# Eligibility to work



## Bhuvaneshwari Kannan

Hello All, I recently moved to Paris with long stay visa(Visa D) as a dependent to my husband who holds an European blue card. I have initiated the process to get the residence card. In the meantime, can I work with my existing Visa that is issued for 3 months?


----------



## Bevdeforges

Have you found a job yet? I only ask because the process of job hunting can take some time here - and you may find that most potential employers won't talk to you until you have your residence card. Nothing personal - just that the penalties for employers found to be employing foreigners not qualified to work in France are pretty expensive. If what you'll be receiving is a "vie privée et familiale" (which is, I think, what most spouses of those on working visas receive) you may have further obligations - consisting of some meetings and possibly even classes through the OFII. This may include basic French classes that you must attend in order to renew the card at the end of your first year living in France.

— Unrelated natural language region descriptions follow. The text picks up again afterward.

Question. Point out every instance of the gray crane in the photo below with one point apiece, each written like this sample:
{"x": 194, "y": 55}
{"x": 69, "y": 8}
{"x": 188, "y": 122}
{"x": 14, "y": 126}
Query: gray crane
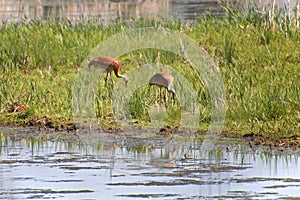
{"x": 109, "y": 64}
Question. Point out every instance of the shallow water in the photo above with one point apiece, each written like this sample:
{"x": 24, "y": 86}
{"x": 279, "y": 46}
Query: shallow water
{"x": 106, "y": 166}
{"x": 110, "y": 10}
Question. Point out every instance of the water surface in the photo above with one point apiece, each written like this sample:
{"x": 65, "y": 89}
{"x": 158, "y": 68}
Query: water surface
{"x": 120, "y": 167}
{"x": 108, "y": 11}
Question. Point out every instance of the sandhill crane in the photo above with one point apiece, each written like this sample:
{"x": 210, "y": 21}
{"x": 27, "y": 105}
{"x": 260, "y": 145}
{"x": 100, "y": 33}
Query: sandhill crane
{"x": 163, "y": 79}
{"x": 109, "y": 64}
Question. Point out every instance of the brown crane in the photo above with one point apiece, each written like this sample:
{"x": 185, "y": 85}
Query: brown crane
{"x": 109, "y": 64}
{"x": 164, "y": 80}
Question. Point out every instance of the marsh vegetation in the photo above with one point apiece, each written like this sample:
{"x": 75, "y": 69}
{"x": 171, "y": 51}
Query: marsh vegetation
{"x": 258, "y": 55}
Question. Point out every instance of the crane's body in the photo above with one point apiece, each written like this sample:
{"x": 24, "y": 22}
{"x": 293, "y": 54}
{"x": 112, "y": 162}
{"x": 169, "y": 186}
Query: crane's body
{"x": 163, "y": 79}
{"x": 109, "y": 64}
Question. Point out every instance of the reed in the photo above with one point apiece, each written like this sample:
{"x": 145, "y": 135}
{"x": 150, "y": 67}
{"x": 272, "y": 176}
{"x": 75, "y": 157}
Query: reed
{"x": 258, "y": 59}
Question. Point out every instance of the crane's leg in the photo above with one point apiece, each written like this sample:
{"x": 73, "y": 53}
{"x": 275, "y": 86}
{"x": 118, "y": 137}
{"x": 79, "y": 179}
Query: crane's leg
{"x": 106, "y": 78}
{"x": 166, "y": 97}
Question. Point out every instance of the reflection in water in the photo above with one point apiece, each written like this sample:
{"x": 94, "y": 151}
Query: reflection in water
{"x": 120, "y": 167}
{"x": 110, "y": 10}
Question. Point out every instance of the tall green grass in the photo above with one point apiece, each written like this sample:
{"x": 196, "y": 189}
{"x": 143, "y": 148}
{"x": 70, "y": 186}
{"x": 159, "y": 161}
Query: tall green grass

You may be better off waiting to get your residence card ("carte de séjour") before you start looking for work.


----------



## mohsel

the blue card spouses are exempted from all these requirement (at least for those who hold blue card for high qualified employee) .. their vie privee familiale card would show the note that the holder is allowed to work.
however I second the suggestion to wait to get the titre in hand and then things would be smooth from a paperwork stand point, meanwhile you can start job hunting.
good luck


----------